O nada não ilumina, não inspira, não aflige nem acalma,
apenas amplia o vazio que cada um traz dentro de si.


O barulho da água cessou.
De repente, e como já era habitual, um calor subido e arrebatador apoderou-se dela. Porque lhe acontecia sempre aquilo?
Sim, hoje até que podia inventar uma desculpa, dizer que estava num quarto estranho, enrolada num lençol desconhecido que apenas escondia a tanguinha branca, e que ele estava já ali...ali...murmurando a canção que ela tão bem conhecia...
"Não, tretas!"
Esboçou mais um sorriso. Ele dizia-lhe isso...
Aquela sensação boa acontecia mesmo ao telefone.
Simplesmente...acontecia.
Engraçado...à quanto tempo não dava pelo
cheiro a espuma de barbear?
Era demasiado tarde.
Estava mesmo ali, deitada, estupidamente nervosa, à espera.

Para os erros há perdão;
para os fracassos, uma segunda oportunidade;
e para os amores impossíveis? Tempo.
De nada ia adiantar manter a cerca que aprisionava um coração magoado e carente ou enveredar por um plano sábio de como economizar nos sentimentos para poupar a alma.

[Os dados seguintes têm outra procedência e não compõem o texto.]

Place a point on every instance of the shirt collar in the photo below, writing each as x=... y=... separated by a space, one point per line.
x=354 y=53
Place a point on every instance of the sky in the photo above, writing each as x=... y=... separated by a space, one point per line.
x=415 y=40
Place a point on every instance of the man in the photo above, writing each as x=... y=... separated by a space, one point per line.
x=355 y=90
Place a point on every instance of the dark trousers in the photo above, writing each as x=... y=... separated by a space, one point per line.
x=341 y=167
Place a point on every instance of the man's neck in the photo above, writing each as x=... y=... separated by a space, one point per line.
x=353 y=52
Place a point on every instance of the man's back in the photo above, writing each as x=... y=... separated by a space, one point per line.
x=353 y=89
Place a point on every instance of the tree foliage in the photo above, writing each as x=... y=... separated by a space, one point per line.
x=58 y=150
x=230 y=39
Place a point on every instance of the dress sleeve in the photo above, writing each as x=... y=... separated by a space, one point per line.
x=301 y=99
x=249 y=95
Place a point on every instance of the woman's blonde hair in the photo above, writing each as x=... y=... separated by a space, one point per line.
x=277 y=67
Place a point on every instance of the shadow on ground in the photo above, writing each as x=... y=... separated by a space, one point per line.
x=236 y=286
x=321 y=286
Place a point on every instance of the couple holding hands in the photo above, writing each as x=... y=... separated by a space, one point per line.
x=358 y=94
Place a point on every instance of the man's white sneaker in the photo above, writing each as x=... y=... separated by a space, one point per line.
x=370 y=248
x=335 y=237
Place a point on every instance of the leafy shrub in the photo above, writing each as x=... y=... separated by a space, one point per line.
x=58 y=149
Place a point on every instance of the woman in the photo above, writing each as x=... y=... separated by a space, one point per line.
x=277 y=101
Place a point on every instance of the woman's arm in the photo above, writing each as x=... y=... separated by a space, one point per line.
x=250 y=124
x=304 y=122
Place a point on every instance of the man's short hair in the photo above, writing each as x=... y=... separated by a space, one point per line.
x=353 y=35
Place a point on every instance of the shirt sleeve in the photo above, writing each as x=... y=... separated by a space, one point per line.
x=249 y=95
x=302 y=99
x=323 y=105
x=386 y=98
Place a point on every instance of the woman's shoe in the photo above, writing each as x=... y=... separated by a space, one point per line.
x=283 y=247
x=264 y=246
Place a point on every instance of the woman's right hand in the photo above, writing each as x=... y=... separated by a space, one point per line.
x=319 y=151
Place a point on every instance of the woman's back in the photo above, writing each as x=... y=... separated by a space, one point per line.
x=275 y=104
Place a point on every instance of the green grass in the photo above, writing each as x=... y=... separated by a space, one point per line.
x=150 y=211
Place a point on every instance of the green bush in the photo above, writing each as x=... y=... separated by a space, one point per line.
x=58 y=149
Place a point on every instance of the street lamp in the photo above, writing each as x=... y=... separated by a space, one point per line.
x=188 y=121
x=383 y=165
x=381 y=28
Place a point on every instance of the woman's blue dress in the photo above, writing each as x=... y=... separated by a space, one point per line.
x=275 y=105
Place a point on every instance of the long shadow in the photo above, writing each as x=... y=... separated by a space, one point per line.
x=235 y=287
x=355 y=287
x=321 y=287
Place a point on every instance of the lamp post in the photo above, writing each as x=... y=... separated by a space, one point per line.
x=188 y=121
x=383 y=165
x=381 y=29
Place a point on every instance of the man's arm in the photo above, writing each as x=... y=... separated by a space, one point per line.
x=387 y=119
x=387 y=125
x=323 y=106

“Não !” gritou para dentro de si, não ia deixar que a saudade
a sufocasse, que a rotina se acomodasse,
que o medo a impedisse de tentar.

“Desconfia do destino e acredite em ti !”

Susteve as lágrimas.
Lembrou-se de uma passagem que tinha lido, fazia tempo,
algures num livro,agora sem título e sem autor;

- Gasta mais horas a agir do que a sonhar, a fazer do que a planear,
a viver do que a esperar, porque; embora quem quase morreu, esteja vivo,
quem quase vive já morreu -

Sentiu a porta abrir.
O cheiro dele cobriu-a e quando olhou...encontro o seu olhar.
Era firme, penetrante, carinhoso.
Olhou-o, intensamente.
Deixou-se sentir.
Era bom.
Era como tinha sonhado.

“Agora...minha Princesa...”

Riu-se. “Não acredito nisto...”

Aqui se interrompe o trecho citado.